Similarly, I think of the parallels with advances in LGBT civil liberties in Pakistan and India; the transgender bill passed last year in Pakistan that has led to the inauguration of transgender schools and the decriminalisation of homosexuality due to the repeal of a British colonial – era law in India. That this has not had more of an impact on the British Muslim population is a telling sign that there is a disconnect in rhetoric between the home countries and the diasporas.

As this saga seems to be nowhere near resolution I think of the LGBT Muslims that are inevitably stuck in the middle. LGBT Muslims feel further marginalised due to the protests, many being forced to pick between sides. LGBT Muslims are stuck between a proverbial rock and a hard place, from the LGBT community they are subjected to racism from an arguably whitewashed scene and from the British Muslim community they face homophobia. Many within the LGBT Muslim community fear reprimand from both sides for voicing an opinion and as such many feel forced to live in the shadows, limiting their visibility as a form of survival. It is of great significance and a powerful gesture that Birmingham Pride has shown leadership by inviting LGBT Muslims to head this year’s parade, walking along side Andrew Moffat, architect of the ‘No Outsiders’ lesson programme. Such action prevents the further marginalisation of LGBT Muslims within the wider queer community.

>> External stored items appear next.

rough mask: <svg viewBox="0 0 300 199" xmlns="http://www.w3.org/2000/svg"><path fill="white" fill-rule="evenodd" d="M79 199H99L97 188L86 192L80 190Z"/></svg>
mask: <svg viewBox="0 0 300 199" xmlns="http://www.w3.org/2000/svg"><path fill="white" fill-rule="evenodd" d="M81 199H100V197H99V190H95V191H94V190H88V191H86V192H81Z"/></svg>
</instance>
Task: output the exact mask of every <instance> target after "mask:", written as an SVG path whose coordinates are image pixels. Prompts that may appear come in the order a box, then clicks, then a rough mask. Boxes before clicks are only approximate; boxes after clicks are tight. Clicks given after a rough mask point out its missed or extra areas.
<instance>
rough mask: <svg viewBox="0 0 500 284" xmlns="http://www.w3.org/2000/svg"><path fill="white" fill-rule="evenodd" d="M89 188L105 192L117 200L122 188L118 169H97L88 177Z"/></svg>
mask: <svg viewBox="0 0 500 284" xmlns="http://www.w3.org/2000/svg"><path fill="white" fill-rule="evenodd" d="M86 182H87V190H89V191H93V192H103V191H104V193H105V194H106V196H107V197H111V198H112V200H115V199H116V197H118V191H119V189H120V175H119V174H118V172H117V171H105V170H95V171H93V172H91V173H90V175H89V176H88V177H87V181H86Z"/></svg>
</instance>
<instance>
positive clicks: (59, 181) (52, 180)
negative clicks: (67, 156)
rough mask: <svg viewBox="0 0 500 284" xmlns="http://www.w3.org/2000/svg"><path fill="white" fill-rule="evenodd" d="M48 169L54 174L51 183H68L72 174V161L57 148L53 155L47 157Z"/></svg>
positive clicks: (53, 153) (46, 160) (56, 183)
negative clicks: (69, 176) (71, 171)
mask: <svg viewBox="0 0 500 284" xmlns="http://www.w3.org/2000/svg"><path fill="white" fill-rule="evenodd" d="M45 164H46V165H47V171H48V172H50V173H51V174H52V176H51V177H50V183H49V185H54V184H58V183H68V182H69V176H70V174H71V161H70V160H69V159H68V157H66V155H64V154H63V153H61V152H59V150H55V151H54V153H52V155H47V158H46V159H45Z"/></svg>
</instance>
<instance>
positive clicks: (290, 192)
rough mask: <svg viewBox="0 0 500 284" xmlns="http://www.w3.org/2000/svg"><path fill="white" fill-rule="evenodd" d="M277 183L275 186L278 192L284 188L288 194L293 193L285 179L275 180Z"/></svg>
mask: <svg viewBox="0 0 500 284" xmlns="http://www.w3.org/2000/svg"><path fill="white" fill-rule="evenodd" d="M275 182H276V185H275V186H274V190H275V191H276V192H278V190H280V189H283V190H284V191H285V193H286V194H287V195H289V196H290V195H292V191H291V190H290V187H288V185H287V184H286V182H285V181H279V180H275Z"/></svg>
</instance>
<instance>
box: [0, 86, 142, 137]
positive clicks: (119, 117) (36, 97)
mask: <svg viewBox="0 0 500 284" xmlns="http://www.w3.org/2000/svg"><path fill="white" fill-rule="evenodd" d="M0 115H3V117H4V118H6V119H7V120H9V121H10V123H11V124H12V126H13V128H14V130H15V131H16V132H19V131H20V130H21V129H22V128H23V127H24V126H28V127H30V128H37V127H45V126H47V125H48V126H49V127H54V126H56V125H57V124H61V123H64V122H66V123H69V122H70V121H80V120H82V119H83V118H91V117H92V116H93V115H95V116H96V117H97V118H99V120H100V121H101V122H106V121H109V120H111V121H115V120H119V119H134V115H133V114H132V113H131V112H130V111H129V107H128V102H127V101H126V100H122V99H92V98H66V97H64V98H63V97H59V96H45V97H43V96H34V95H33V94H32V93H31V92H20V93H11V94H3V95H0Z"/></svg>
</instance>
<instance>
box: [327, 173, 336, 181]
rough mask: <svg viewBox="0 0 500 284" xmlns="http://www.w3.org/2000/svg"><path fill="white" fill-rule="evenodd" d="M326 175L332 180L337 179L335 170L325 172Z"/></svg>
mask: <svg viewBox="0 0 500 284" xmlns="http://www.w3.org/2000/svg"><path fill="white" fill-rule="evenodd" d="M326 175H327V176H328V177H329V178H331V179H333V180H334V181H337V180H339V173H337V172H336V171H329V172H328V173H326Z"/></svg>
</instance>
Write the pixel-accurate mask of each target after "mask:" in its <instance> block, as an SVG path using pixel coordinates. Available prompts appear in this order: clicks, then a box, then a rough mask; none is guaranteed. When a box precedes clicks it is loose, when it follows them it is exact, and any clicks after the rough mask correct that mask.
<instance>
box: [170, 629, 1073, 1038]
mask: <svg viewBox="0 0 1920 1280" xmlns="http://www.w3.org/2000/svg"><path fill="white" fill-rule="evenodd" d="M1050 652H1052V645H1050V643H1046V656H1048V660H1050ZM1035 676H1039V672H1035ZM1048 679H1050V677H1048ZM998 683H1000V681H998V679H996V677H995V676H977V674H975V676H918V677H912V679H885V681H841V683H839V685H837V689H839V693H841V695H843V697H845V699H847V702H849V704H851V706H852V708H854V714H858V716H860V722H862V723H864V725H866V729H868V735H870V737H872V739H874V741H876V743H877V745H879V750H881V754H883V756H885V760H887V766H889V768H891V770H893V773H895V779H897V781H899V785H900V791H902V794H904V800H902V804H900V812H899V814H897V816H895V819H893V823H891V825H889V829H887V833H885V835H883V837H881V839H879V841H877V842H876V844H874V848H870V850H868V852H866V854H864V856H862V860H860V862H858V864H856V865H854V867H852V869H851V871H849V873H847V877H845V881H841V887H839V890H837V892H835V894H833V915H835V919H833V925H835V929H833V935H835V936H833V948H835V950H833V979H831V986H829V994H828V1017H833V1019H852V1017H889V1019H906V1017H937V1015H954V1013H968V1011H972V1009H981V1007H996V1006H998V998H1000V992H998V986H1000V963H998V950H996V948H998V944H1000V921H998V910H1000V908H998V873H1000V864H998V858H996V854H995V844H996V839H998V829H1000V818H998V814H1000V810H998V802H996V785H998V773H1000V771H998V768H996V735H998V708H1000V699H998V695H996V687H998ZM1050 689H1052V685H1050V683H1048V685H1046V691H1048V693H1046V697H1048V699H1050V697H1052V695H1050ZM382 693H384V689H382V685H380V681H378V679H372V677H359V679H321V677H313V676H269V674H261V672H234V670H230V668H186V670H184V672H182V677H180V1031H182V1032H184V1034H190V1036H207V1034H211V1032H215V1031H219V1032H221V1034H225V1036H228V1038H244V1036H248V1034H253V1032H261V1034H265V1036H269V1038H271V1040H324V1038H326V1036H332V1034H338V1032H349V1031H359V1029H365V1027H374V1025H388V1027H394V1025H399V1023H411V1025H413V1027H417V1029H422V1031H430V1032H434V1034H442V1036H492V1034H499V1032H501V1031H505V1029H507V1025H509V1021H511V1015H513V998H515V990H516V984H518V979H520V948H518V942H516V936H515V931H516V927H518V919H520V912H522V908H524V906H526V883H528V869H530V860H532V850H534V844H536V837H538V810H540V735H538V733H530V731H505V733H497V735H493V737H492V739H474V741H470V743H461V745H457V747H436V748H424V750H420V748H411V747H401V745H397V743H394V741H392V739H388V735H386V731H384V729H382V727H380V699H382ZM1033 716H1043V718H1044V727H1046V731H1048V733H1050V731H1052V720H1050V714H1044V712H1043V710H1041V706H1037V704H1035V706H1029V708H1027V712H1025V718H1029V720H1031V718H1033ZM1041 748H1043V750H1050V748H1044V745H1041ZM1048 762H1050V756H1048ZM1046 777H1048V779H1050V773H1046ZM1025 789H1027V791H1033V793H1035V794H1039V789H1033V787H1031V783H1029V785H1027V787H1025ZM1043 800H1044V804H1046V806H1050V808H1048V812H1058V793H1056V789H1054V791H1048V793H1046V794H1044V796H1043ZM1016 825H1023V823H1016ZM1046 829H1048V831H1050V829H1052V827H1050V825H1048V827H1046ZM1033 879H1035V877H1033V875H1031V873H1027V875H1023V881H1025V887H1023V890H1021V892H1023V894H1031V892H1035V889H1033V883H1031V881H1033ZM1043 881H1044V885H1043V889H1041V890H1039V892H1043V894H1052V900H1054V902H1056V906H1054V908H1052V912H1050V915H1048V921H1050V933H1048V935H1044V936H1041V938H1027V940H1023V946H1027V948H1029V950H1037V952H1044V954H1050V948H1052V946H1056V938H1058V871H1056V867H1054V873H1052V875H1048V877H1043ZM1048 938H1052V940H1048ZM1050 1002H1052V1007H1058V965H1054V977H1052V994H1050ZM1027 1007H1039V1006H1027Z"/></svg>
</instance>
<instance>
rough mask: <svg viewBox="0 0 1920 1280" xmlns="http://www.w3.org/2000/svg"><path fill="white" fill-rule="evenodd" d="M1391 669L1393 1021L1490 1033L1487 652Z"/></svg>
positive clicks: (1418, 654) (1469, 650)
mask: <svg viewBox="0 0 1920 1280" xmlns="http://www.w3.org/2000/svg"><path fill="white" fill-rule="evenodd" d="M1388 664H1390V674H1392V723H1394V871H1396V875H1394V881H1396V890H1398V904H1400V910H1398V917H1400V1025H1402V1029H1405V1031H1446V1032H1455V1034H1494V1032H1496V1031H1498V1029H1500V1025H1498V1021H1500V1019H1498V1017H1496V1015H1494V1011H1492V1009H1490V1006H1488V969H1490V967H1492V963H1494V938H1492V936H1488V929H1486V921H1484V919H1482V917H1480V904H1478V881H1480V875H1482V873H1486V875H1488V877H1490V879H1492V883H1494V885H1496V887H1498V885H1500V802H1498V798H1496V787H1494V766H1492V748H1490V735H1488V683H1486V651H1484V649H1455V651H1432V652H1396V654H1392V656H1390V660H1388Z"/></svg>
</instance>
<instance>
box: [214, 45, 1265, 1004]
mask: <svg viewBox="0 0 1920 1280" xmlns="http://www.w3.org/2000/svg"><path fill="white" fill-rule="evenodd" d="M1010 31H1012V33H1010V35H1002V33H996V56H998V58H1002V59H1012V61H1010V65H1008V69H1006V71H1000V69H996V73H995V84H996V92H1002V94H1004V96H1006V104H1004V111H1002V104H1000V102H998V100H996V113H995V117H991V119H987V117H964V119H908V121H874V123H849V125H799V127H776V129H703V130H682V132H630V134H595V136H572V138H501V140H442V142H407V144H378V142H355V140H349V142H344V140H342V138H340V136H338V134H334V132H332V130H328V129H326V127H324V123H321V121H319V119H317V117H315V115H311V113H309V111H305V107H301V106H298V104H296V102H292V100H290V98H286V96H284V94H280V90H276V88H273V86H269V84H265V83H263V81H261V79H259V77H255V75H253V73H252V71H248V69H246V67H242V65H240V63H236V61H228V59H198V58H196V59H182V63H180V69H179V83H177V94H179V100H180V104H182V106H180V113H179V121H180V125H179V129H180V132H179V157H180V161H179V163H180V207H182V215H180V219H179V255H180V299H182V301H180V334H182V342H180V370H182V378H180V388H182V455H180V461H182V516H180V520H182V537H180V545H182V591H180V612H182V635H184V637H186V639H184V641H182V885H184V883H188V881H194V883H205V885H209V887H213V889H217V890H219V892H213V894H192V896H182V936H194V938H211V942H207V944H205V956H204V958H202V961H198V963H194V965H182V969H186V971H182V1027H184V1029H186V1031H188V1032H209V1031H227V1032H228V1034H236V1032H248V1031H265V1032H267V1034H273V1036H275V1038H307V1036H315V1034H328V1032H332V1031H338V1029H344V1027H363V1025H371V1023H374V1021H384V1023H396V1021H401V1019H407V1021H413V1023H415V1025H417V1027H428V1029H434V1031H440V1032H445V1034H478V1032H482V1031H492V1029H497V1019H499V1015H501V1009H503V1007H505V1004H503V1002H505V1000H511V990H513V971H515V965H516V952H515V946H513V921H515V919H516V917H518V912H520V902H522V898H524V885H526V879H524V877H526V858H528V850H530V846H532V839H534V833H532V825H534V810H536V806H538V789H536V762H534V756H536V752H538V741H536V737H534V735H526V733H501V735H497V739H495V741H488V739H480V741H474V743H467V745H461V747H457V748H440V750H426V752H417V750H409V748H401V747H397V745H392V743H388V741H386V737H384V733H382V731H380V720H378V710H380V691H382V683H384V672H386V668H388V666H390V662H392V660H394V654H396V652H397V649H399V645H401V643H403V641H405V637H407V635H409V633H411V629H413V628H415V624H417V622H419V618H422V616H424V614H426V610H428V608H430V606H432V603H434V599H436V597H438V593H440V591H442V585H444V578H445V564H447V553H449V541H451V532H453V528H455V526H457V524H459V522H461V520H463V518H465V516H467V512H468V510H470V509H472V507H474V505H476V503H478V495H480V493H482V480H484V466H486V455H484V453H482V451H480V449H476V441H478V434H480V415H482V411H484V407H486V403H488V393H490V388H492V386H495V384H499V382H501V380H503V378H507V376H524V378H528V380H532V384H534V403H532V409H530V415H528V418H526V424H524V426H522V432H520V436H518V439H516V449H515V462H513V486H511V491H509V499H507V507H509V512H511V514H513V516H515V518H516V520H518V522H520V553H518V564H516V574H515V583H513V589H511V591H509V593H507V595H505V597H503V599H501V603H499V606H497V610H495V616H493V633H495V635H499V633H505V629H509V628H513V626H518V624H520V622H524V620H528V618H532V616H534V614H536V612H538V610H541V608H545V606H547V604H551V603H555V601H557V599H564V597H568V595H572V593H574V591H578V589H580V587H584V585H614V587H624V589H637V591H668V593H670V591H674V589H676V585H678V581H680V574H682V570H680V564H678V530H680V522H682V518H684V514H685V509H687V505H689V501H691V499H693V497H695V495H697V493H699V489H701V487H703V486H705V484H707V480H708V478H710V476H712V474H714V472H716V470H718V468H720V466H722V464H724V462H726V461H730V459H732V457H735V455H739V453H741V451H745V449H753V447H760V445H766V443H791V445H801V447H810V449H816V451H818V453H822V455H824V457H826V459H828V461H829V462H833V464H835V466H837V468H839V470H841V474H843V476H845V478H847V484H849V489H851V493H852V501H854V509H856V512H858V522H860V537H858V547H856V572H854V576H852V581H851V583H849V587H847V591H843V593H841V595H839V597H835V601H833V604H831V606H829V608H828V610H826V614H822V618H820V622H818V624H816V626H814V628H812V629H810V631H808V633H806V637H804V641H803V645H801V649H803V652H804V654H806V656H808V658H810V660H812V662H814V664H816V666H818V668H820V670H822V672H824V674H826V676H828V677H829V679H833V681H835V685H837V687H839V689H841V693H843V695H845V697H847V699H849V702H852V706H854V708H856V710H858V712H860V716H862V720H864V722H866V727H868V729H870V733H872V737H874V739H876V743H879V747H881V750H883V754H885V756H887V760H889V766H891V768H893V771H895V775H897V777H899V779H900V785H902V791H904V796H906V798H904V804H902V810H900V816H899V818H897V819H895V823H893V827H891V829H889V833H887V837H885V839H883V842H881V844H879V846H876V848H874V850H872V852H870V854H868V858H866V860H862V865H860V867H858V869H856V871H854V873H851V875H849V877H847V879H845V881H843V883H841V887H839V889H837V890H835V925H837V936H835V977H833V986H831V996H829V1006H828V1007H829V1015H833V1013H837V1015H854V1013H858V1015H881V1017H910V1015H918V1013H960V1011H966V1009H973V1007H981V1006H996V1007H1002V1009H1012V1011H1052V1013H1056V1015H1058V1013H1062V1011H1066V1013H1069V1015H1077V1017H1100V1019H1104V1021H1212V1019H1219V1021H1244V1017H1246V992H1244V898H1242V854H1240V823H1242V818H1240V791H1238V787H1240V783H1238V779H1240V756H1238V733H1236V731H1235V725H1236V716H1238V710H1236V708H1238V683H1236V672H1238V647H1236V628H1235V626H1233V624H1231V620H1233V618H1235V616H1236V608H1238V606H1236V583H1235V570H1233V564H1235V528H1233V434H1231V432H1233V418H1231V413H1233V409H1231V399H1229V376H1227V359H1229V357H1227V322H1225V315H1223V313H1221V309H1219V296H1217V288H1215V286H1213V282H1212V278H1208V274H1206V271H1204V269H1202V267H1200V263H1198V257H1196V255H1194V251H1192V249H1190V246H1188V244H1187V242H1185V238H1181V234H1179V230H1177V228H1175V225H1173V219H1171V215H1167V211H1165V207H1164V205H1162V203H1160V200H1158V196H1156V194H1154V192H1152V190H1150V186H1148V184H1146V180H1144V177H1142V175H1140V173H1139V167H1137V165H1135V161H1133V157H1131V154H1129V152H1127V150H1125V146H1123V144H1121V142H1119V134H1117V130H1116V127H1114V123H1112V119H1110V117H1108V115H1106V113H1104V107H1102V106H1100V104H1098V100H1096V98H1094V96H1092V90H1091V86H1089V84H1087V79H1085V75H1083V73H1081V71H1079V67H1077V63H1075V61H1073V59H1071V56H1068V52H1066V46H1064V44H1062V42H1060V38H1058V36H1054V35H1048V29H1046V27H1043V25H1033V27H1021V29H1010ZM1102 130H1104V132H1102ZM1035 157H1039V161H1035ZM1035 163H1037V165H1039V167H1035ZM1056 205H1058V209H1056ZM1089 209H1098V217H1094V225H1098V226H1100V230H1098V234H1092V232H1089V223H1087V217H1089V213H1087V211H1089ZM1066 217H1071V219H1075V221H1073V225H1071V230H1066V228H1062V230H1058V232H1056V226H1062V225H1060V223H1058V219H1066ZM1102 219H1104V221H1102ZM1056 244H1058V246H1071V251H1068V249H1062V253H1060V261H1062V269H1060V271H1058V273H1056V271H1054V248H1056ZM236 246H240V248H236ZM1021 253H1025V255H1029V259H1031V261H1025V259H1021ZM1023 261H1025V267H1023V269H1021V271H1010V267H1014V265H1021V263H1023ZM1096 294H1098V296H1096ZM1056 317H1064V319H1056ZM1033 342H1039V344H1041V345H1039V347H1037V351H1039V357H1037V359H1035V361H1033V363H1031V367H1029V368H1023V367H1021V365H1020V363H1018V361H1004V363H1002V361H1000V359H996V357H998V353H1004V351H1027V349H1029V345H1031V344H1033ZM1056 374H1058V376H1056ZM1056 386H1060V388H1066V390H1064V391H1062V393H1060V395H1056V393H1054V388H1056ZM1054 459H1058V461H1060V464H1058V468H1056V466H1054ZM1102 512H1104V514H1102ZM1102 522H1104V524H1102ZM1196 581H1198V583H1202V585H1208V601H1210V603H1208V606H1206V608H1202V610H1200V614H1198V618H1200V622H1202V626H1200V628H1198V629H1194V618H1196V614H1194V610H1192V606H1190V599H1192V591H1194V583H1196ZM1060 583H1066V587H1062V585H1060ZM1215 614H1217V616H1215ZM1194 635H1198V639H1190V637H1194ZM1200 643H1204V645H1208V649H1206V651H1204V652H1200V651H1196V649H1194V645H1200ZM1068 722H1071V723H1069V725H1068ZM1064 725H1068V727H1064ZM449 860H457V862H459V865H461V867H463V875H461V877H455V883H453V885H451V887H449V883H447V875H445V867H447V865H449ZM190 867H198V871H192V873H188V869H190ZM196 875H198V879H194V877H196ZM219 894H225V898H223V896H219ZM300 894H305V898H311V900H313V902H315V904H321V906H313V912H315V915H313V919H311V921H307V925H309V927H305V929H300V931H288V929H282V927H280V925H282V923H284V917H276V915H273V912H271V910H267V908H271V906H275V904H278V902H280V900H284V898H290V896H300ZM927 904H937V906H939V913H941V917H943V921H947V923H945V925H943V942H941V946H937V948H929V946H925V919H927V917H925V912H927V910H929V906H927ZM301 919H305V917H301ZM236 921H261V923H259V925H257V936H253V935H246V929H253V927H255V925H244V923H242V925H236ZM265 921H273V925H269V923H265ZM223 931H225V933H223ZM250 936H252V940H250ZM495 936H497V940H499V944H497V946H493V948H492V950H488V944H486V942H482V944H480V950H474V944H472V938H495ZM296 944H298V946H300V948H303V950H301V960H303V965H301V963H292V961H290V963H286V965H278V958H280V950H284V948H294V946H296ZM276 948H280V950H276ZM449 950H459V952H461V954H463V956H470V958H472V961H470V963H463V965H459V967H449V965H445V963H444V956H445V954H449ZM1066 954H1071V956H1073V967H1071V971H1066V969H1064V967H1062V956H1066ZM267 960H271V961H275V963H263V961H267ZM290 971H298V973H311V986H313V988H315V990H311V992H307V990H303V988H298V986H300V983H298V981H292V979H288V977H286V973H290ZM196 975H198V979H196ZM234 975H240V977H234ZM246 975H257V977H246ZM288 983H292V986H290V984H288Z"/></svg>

© Carrie Kellenberger via Flickr

Looking towards promoting tolerance and acceptance I feel that allies, be them Muslim who have chosen to remain silent for fear of reprieve or non Muslim who fear being brandished with the racist or Islamaphobia card need to speak out against this injustice that ultimately will affect future generations if the education system continues to be prejudiced by right wing groups. This has become an issue beyond religious sentiment, it has become about access to education that is fair to all groups.

My own experience with Birmingham has been one of censorship; in a BBC Three Free Speech programme in 2014 I was forbidden from asking a question about Islam and homosexuality by the Birmingham Central Mosque which ultimately galvanised me to acknowledge my responsibility to strive for visibility and acceptance for the Gaysian and wider LGBT community. What started as a tag line given to me by the media, being known as Britain’s First Out Muslim Drag Queen has empowered me to tackle perceived injustices which I feel is now happening with the possible censorship to British education if we do not speak up. I feel it is our collective responsibility to make ourselves heard and refuse anything less than an education for all children that celebrates modern Britain and its multicultural diversity.

People are entitled to their religious beliefs and freedoms and they are entitled to teach those values to their children. However, they should not expect the education system to be compromised for their benefit at the detriment of other groups within society. Many protesters have insisted that the ‘No Outsiders’ scheme is closer to “indoctrination, not education” but it could be argued that they are strangling the education system and impacting the education of those they are ultimately trying to protect by perpetuating a rhetoric of division, fear and segregation.

This harks back to the fear mongering that resulted in section 28 and the last thing I want is for LGBT children, of faith communities or not, to experience the hardships I struggled through because of the blackout regarding being LGBT, if in this instant it would be blatant homophobia. Let us not forget our history and allow for anything less than equality. Be it through discussion, be it by standing up and being counted, we must not let fear and bigotry win.